Aujourd'hui, j'ai construit des cubes en carton, pour illustrer une idée de jeu qu'on va surement sortir sur iPhone d'ici à la fin de l'année. Le titre du jeu : INTO THE CUBE :

Dans le cube ... en carton.

Vous allez comprendre ...

De retour, pour un petit concept tout simple en image. Des précisions à venir, une fois le game-design un peu plus avancé. En l'état, l'idée est là, simple et efficace. Le tout sur fond de musique techno et comme d'habitude avec les jeux crées chez Imagi-Co, une histoire originale pour se laisser porter par un scénario d'anticipation qui vous surprendra ...

Quelque images en attendant :

Prototype title screen

Prototype in game screen

The best is yet to come.

See you soon consummers cowboys.

jeudi 7 mai 2009

Remaniements - Changement de titre et d'histoire - Moon Lander devient LUNAR EXPLORER !

Voilà qu'un de nos projets de jeu se refait une beauté et entame le sprint vers la fin de la phase d'écriture. Après c'est le grand saut, "Un grand pas (pour Imagi-Co) mais un petit pas dans le monde du jeu vidéo".

Du coup, notre héros, reste officieusement nommé Paul Carrent dans les documents de travail mais son nom devient officiellement Alan Yeager, mélange (peu) subtil des noms Chuck Yeager et d'Alan Shepard. Deux des héros de la conquête de l'espace américaine.

Pour préciser, les premières recherches pour le character design d'Alan Yeager ressemblent beaucoup aux combinaisons spatiales américaines dans les années 60.

Le héros des "Ailes d'Honéamise" - un très beau D.A. qui raconte la guerre entre deux peuples fictifs, sur fond de conquête spatiale sur une planète qui ressemble à la terre des années 30.


Bud, l'un des héros du film de S.F. de James Cameron, ABYSS. Coincidence puisque Ed Harris, joue le rôle de John Glenn (alors que Scott Glenn joue le rôle d'Alan Sheppard) dans le film "l'étoffe des Héros" qui raconte les débuts de la conquête spatiale américaine.

Le dessin final du héros du jeu, aura des traits très proches de ceux d'Alan Shepard, qui illustre très bien, l'idée que je me faisais du personnage. Un côté vieux briscard, avec un petit côté rigolard et pétillant dans les yeux. Le genre de gars qui ne perd jamais espoir même face aux obstacles les plus infranchissables.

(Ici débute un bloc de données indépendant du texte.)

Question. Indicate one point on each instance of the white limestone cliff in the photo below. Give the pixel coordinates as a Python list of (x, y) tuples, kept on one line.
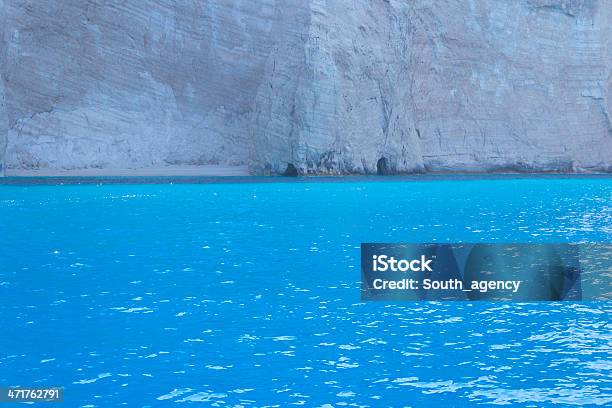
[(329, 86)]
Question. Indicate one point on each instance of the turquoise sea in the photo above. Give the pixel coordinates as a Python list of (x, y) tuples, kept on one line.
[(246, 292)]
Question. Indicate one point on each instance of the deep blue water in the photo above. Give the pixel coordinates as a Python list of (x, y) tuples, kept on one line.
[(248, 294)]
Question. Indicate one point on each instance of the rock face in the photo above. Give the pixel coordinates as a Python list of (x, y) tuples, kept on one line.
[(327, 86)]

Le titre du jeu change aussi mettant en avant le côté Exploration / Recherche du jeu - LUNAR EXPLORER. Puis l'ancien titre : "Moon Lander" évoquait un vieux jeu où il fallait poser un capsule spatiale sur le sol d'une planète sans gravité en jouant avec la force de poussée du réacteur de l'engin. Ce qui peut induire en erreur les gens à qui on présente le script.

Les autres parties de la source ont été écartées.